Student Club iGEM
Ein Tattoo als Biosensor
Drachen, Herzen, Schmetterlinge – die Zeichnungen, die Kalina Elkin in den Händen hält, könnten auch aus dem Katalog eines Tätowierstudios stammen. Doch es handelt sich um Designentwürfe für ein ganz besonderes Tattoo: „Unser Ziel ist es, die Farbfläche als Biosensor für das Sexualhormon Progesteron zu nutzen. Dieses Prinzip könnte man aber auch auf andere Biomarker übertragen”, sagt Elkin.
Die Idee: Wenn die Progesteron-Konzentration im Körper einen bestimmten Wert überschreitet, soll sich das Biosensor-Tattoo dunkler färben. So ließe sich der Hormonstatus auf einen Blick ablesen, ohne Blutabnahme und Laboruntersuchung. „Ein solches Tattoo könnte dabei helfen, den weiblichen Zyklus zu tracken, zum Beispiel bei Kinderwunsch“, erklärt Elkin. Sie studiert Life Sciences Biologie im Bachelor an der TUM und engagiert sich bei der Studierendeninitiative iGEM Munich.
Mit seinem Konzept „InkSight“ hat das Münchner Team im Oktober 2025 am iGEM-Finale in Paris teilgenommen. Die Studierenden erreichten die Top 10 in der Gesamtwertung und gewannen eine Goldmedaille sowie mehrere Sonderpreise. iGEM steht für „International Genetically Engineered Machine competition“ und ist ein studentischer Wettbewerb auf dem Gebiet der synthetischen Biologie. Ziel ist es, Studierende möglichst früh an das wissenschaftliche Arbeiten heranzuführen.

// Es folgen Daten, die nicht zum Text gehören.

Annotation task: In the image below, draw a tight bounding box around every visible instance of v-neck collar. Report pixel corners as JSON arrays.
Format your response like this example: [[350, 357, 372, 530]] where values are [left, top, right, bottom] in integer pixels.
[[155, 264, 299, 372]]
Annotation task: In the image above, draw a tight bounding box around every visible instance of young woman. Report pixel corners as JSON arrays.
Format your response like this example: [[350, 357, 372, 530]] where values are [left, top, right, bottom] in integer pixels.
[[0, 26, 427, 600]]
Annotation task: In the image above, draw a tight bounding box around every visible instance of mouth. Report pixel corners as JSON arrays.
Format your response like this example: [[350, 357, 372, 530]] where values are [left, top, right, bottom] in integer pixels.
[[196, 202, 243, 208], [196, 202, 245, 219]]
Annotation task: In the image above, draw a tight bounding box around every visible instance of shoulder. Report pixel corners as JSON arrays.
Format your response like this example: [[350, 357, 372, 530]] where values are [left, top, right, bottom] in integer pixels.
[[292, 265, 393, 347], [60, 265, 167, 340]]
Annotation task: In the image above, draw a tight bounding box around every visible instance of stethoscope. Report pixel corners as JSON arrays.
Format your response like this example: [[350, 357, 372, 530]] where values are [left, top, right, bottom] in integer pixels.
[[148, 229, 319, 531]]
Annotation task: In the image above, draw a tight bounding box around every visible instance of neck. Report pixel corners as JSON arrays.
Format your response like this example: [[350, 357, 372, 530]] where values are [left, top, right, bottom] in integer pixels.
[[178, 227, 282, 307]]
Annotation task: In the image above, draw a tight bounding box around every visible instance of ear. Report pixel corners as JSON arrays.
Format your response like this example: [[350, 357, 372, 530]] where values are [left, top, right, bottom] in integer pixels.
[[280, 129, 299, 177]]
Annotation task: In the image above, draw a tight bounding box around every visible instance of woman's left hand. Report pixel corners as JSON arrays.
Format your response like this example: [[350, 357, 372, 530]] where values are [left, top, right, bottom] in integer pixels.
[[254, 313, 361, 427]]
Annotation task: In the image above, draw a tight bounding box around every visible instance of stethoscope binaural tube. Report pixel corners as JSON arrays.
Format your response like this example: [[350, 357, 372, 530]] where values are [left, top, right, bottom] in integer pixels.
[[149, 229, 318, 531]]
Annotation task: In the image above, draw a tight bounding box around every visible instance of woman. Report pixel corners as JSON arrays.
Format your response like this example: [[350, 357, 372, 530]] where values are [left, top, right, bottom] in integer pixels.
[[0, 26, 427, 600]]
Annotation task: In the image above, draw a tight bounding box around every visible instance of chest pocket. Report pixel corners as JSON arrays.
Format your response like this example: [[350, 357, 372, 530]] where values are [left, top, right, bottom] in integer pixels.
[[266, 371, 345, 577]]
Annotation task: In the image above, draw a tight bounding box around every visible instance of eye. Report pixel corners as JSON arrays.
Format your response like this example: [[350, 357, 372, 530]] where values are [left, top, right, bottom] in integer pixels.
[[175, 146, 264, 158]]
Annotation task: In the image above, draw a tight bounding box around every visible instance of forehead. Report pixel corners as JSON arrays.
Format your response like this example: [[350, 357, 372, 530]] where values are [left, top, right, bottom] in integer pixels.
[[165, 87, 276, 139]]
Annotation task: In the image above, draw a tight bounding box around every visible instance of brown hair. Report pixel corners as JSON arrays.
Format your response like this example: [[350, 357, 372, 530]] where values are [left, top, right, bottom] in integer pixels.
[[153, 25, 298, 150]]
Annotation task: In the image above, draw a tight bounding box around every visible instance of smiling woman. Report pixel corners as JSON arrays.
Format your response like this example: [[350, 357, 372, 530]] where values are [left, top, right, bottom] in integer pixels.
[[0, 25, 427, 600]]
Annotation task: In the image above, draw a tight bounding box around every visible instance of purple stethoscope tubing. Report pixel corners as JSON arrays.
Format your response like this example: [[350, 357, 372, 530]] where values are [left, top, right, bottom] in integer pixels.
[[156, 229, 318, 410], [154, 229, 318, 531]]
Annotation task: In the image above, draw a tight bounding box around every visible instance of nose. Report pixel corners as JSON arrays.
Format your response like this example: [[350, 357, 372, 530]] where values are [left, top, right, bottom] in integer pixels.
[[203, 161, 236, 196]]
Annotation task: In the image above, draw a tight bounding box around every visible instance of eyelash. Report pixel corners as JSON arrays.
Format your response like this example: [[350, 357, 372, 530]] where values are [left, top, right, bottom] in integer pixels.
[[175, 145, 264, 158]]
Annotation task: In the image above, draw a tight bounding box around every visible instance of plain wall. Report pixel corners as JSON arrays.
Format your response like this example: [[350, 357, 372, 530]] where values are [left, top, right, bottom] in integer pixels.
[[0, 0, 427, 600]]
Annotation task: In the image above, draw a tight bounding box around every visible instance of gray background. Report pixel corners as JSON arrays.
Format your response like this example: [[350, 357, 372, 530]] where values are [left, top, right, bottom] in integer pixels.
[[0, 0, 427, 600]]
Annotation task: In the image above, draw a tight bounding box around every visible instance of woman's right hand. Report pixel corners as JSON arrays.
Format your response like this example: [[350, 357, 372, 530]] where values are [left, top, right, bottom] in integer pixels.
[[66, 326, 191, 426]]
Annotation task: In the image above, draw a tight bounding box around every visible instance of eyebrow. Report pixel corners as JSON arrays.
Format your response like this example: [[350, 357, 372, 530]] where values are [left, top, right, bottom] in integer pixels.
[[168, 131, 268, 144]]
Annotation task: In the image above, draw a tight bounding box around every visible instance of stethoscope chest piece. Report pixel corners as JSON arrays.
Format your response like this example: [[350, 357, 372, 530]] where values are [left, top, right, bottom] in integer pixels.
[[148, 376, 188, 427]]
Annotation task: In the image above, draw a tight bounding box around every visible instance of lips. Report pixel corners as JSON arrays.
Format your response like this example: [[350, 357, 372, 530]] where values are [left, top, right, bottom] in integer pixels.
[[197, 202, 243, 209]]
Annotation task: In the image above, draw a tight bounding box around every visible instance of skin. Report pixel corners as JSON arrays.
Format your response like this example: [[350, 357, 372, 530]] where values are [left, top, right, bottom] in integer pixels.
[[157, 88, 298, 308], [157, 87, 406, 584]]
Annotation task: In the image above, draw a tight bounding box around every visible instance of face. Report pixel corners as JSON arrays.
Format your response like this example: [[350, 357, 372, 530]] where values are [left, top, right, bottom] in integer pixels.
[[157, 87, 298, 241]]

Was 2004 als Veranstaltung mit fünf Uni-Teams in Boston an der US-amerikanischen Ostküste begann, hat sich zu einem international bekannten Treffen für Forschungsfragen rund um die synthetische Biologie entwickelt. 2025 nahmen mehr als 400 Schul- und Hochschulteams aus aller Welt am dreitägigen Finale im Pariser Convention Center teil. Neben dem eigentlichen Wettbewerb gab es ein Programm mit Fachvorträgen. Auch Start-ups und etablierte Unternehmen konnten sich präsentieren.
Teams in München und Straubing
Das achtköpfige Team war nicht die erste Münchner Beteiligung am iGEM-Wettbewerb: Jedes Jahr im November schließen sich interessierte Studierende der TUM und der Ludwig-Maximilians-Universität (LMU) zusammen. Sie arbeiten zwei Semester lang an ihrem Forschungsprojekt – von der ersten Idee über die Planung und Durchführung der Experimente bis hin zur fertigen Dokumentation. Zu den Anforderungen des Wettbewerbs gehört auch das Organisieren von Fördergeldern, ebenso wie der Austausch mit der Öffentlichkeit. So hat das Team 2025 zum Beispiel einen dreitägigen Bioengineering-Crashkurs für den Biologie-Leistungskurs des Garchinger Gymnasiums organisiert.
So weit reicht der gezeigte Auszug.